The mass stumbles about as our elephant barrels and charges, and stops short.

Carne con Ojos - we are a big swaying lump of mottled meat with lucid liquid eyes poking out at the surface.
Every time we stop, I peek through as the entrance gapes and lets in a circle of outside information. A raw red halo surrounds each passenger as they enter. Beyond them, I can see the familiar landmarks confirming the uncomfortable distance to my destination.

At the first stop, I can see the Cooperative Trees in their neat rows, with their perfectly layered branches whereupon the dominant breed tends to their nests. Blue-jean birds, with their rubbery white feet and synthetic feathers. They are carrion birds and can pluck you bald if provoked. Gaggles of them get on the transport as other gaggles get off.

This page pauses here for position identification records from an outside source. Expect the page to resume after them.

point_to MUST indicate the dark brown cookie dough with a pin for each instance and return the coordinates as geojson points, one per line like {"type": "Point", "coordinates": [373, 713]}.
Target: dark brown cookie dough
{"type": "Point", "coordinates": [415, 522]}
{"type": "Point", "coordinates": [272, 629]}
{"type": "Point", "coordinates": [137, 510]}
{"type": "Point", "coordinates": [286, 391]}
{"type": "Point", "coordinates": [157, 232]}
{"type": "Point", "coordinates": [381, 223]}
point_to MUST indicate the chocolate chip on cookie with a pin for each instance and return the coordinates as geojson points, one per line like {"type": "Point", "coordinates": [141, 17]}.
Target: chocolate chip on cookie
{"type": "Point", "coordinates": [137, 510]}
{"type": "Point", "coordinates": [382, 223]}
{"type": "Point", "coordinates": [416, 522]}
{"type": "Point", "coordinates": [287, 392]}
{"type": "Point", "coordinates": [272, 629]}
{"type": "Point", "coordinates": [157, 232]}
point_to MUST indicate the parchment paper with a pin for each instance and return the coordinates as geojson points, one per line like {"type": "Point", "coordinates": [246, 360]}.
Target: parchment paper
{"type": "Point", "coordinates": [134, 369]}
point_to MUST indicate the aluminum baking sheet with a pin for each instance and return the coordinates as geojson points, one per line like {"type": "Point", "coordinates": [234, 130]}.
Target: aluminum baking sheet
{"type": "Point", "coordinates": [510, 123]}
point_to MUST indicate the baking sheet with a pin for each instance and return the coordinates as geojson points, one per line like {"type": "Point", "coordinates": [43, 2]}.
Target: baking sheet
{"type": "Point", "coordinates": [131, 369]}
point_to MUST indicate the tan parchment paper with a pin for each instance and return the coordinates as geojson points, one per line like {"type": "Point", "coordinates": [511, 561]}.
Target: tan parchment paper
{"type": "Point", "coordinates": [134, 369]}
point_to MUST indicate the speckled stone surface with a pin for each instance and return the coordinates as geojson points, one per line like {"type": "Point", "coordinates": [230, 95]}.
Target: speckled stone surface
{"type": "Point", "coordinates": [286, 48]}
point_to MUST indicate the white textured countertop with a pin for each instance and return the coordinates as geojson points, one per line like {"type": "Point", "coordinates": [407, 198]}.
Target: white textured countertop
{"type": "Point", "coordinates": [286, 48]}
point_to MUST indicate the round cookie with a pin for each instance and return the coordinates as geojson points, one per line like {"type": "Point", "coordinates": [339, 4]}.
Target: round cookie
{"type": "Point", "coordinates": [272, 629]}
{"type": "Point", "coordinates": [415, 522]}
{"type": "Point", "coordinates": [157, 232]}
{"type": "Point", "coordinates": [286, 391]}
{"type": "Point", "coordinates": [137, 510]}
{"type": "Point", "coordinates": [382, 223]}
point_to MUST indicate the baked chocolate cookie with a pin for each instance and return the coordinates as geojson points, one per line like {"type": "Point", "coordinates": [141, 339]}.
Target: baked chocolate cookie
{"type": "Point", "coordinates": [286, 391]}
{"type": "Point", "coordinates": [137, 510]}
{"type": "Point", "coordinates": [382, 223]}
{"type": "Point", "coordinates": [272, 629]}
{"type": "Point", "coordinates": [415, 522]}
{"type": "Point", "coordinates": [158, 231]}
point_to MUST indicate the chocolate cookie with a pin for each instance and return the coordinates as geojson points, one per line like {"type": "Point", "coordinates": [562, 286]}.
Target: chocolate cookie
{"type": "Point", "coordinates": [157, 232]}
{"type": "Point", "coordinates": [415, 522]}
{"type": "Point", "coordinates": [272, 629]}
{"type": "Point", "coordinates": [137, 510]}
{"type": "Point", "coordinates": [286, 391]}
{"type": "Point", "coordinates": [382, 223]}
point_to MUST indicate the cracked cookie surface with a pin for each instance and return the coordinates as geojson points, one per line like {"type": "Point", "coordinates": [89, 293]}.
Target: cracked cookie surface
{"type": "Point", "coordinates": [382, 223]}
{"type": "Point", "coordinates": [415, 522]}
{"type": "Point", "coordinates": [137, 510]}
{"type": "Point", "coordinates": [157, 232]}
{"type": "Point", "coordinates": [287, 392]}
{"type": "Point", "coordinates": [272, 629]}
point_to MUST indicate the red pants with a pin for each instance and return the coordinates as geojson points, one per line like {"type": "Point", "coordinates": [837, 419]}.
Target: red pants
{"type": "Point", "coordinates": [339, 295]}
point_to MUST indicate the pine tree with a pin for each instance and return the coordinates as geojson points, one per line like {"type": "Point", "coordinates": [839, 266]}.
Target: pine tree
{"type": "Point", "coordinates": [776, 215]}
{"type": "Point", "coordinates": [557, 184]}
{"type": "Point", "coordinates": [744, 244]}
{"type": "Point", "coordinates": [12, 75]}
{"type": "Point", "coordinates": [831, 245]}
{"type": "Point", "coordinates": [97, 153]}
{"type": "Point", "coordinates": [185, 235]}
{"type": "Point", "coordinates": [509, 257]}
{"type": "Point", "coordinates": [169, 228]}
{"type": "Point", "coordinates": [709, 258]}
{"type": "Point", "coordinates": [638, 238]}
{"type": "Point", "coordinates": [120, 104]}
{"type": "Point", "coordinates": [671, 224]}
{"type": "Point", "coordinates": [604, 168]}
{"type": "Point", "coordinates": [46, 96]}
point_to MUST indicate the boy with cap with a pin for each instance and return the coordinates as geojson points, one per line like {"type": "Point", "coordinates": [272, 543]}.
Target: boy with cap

Then darkness and more barreling and charging. The powerful elephant covers incredible lengths of land this way. Then stomps to a halt again.

At the next stop, my ride's viscous maw slurps open to reveal the noxious Flower Fronts. Giant blooms, larger than our elephant, plop open their purple pink and puce petals to entice us with overwhelming odors of sweetness and distilled favors. Brightly confused hummingbirds sip at the forbidden drops before being sucked in by the slobbering sinuous stigma. Bloom-tenders hover about outside. This species dedicates itself to the flower: after a long morning ritual involving much licking by the stigma, the tenders apply petals to their sculpted bodies. But beware! One wrong-way touch of their shimmied velour outfits can end in grievous injury. Their footwear involves long heeled stinging thorns. Even their prattle is dangerous and can strip your bones before you know it. Only nectar zombies get off here.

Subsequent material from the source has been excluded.